RAG Pipeline Architecture: Beyond the Tutorial
Every RAG tutorial looks the same. Load documents, split into chunks, embed them, throw them into a vector database, query with an LLM. Ship it. Done.
# RAG Pipeline Architecture: Beyond the Tutorial
Every RAG tutorial looks the same. Load documents, split into chunks, embed them, throw them into a vector database, query with an LLM. Ship it. Done.

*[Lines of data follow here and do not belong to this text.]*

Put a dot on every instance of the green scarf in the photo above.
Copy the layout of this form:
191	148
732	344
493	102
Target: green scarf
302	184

And then production happens.
The gap between a working RAG demo and a production RAG system is not incremental. It is structural. We have built and operated RAG pipelines for clients across Europe, the Middle East, and India --- from legal document retrieval systems in Frankfurt to multilingual knowledge bases in Dubai to internal tooling for engineering teams in Bangalore. The pattern is consistent: 90% of production RAG failures are retrieval failures, not model failures.
Your LLM is almost certainly good enough. Your retrieval almost certainly is not.

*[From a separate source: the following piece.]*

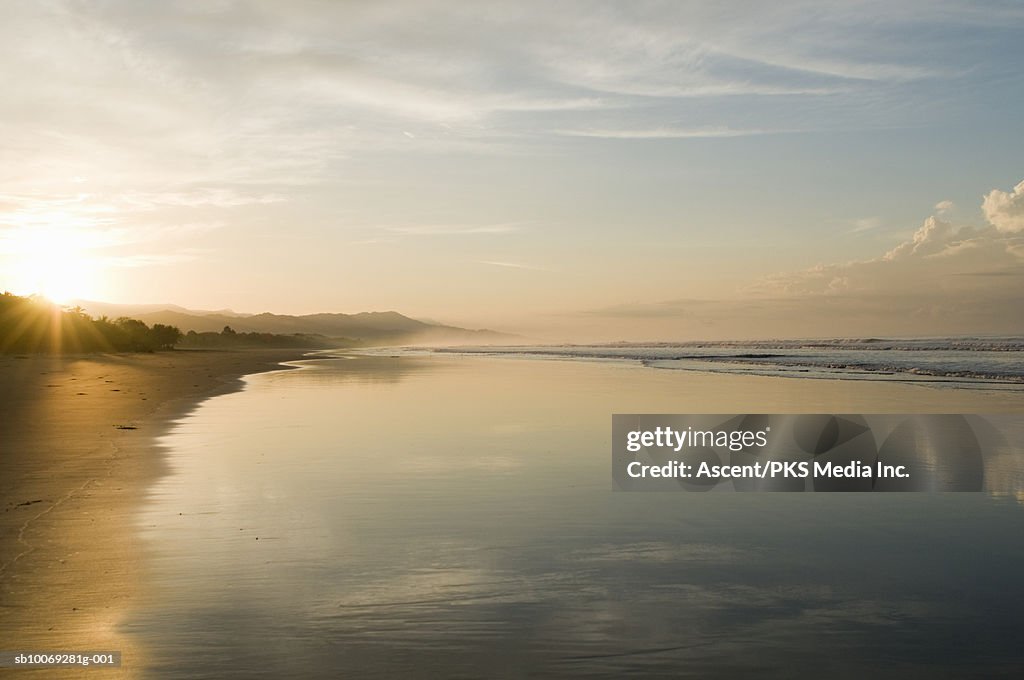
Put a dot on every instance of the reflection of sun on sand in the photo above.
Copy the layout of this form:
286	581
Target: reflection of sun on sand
77	453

This post is not a tutorial. It is a field report on what changes when you move RAG from a Jupyter notebook to a system that handles 50,000 queries a day with real users, real compliance requirements, and a real budget.
---
The Tutorial Trap
The standard RAG pattern --- fixed-size chunking, cosine similarity over dense embeddings, stuff everything into a prompt --- works beautifully on demo datasets. It works because demo datasets are clean, homogeneous, and small.
Production data is none of those things. Your documents have tables, headers, nested lists, code blocks, and metadata that matters. Your users ask vague questions, follow-up questions, and questions that require synthesizing information across multiple documents. Your compliance team wants to know exactly which document a claim came from, and your finance team wants to know why the LLM bill tripled last month.
Companies like Freshworks and Zoho learned this when building AI features into their SaaS platforms. Razorpay discovered it when adding intelligent document processing to their payment infrastructure. The tutorial gets you to a demo. Production requires six fundamental changes.
---
6 Things That Change in Production
1. Semantic Chunking vs. Fixed-Size Splitting
Fixed-size chunking (500 tokens with 50-token overlap) is the default in every tutorial. It is also the single biggest source of retrieval degradation in production.
The problem is simple: fixed-size chunks routinely split semantic units. A paragraph explaining a policy gets cut in half. A table loses its header. A code example gets separated from its explanation.
Semantic chunking preserves meaning boundaries. We use a two-pass approach: first, split on structural markers (headings, paragraph breaks, list boundaries), then merge small chunks and split oversized ones while respecting sentence boundaries.
from langchain.text_splitter import RecursiveCharacterTextSplitter
from sentence_transformers import SentenceTransformer
import numpy as np
model = SentenceTransformer("BAAI/bge-base-en-v1.5")
def semantic_chunk(text: str, max_tokens: int = 512, similarity_threshold: float = 0.72):
"""Split text into semantically coherent chunks.
Instead of fixed windows, we split on sentence boundaries
and merge adjacent sentences while they remain semantically similar.
"""
sentences = text.replace("\n\n", "\n\n<SPLIT>").split("<SPLIT>")
sentences = [s.strip() for s in sentences if s.strip()]
if not sentences:
return []
embeddings = model.encode(sentences, normalize_embeddings=True)
chunks = []
current_chunk = [sentences[0]]
current_embedding = embeddings[0]
for i in range(1, len(sentences)):
similarity = np.dot(current_embedding, embeddings[i])
combined_length = sum(len(s.split()) for s in current_chunk) + len(sentences[i].split())
if similarity >= similarity_threshold and combined_length <= max_tokens:
current_chunk.append(sentences[i])
# Running average of embeddings for the chunk
current_embedding = np.mean(
[current_embedding, embeddings[i]], axis=0
)
current_embedding /= np.linalg.norm(current_embedding)
else:
chunks.append("\n\n".join(current_chunk))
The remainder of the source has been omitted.